Banks and financial institutions are finding ways to compensate for low interest rates and flat markets. Both of these dynamics are not ideal for banks, as low rates and low volatility limit revenues. Banks have made up for these trends by charging higher fees, therefore enabling them to beat expectations. Fifty two out of sixty four banks that have reported earnings so far have released rising fee income. Fee income is up 6% from the first quarter and up 10% from the previous year. US banks are benefitting from upheaval and uncertainty at Deutsche Bank and Barclays.
The currencies of most emerging market countries reliant on commodity exports have been suffering this year, in particular the Australian dollar (“aussie”) and the Canadian dollar (“loonie”). The Australian dollar reached a six year low against the dollar to $0.73 (USD per AUD). Weak Chinese economic data send gold, copper, and oil prices falling. The euro is down too against the dollar to $1.0925 as German manufacturing data missed expectations. The dollar index is up 0.5% today but still down 0.7% on the week.

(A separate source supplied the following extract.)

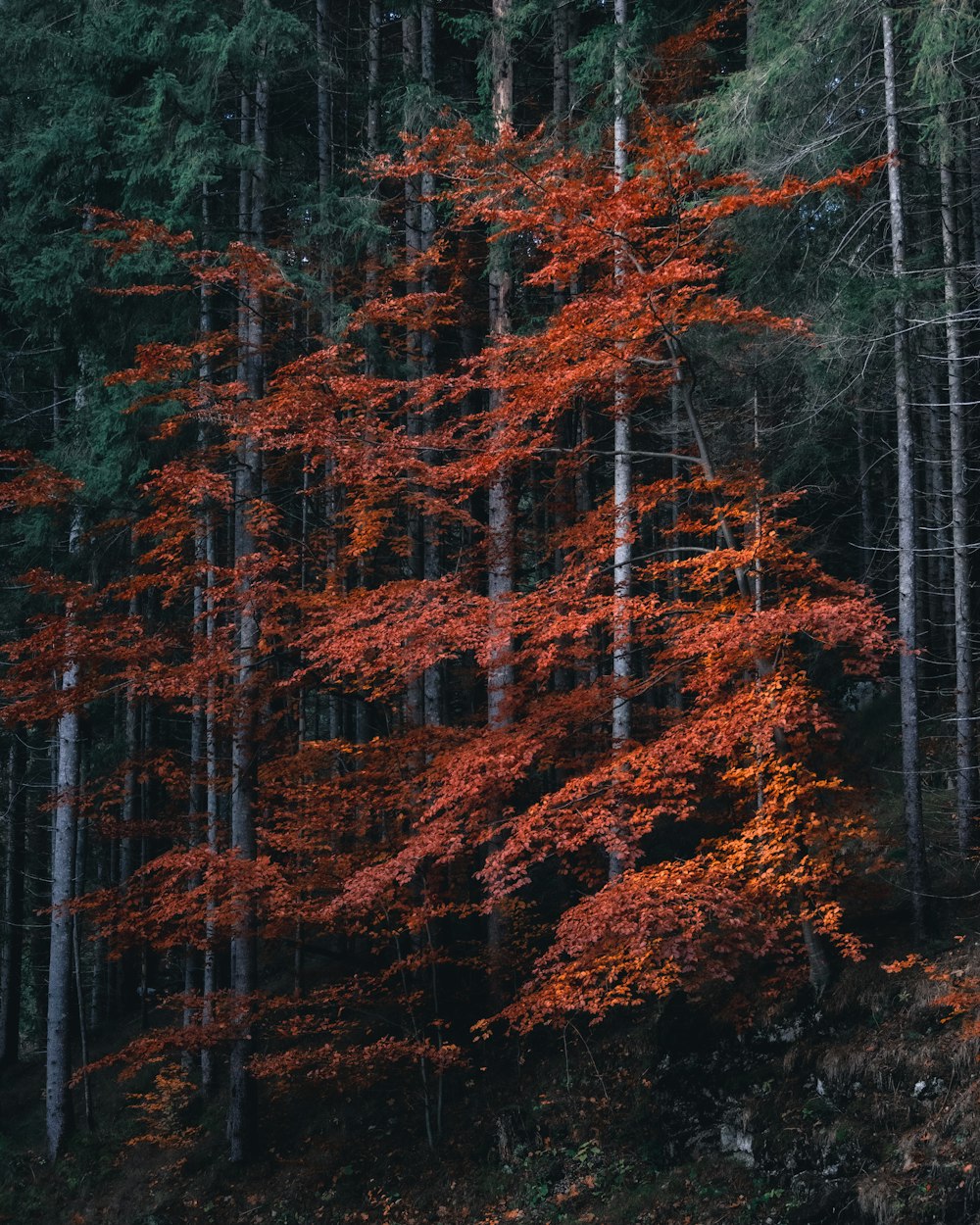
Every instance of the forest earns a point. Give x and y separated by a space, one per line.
488 655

Bondholders will be left exposed if the global recovery gains momentum. If growth and inflation pick up around the world, then investors who purchased bonds at record low yields will be negatively impacted once yields increase. Currently, bond markets are priced assuming global growth will be slow. There is little pressure on inflation, and markets assume that interest rates around the world will be kept low by central banks. As a result of these dynamics, bond yields are at notable lows all around the world. This is a function of what is being called secular stagnation, or slow global growth. Yields are expected to rise very slowly in the UK and the US, where the 2 year yield is currently 0.7%. With interest rates so low, the price of money is cheap. This affects the price of all assets, which is reflected in high stock valuations (expensive multiples), expensive bonds (low yields) and high house prices. The beneficiaries of secular stagnation are currently expensive for investors.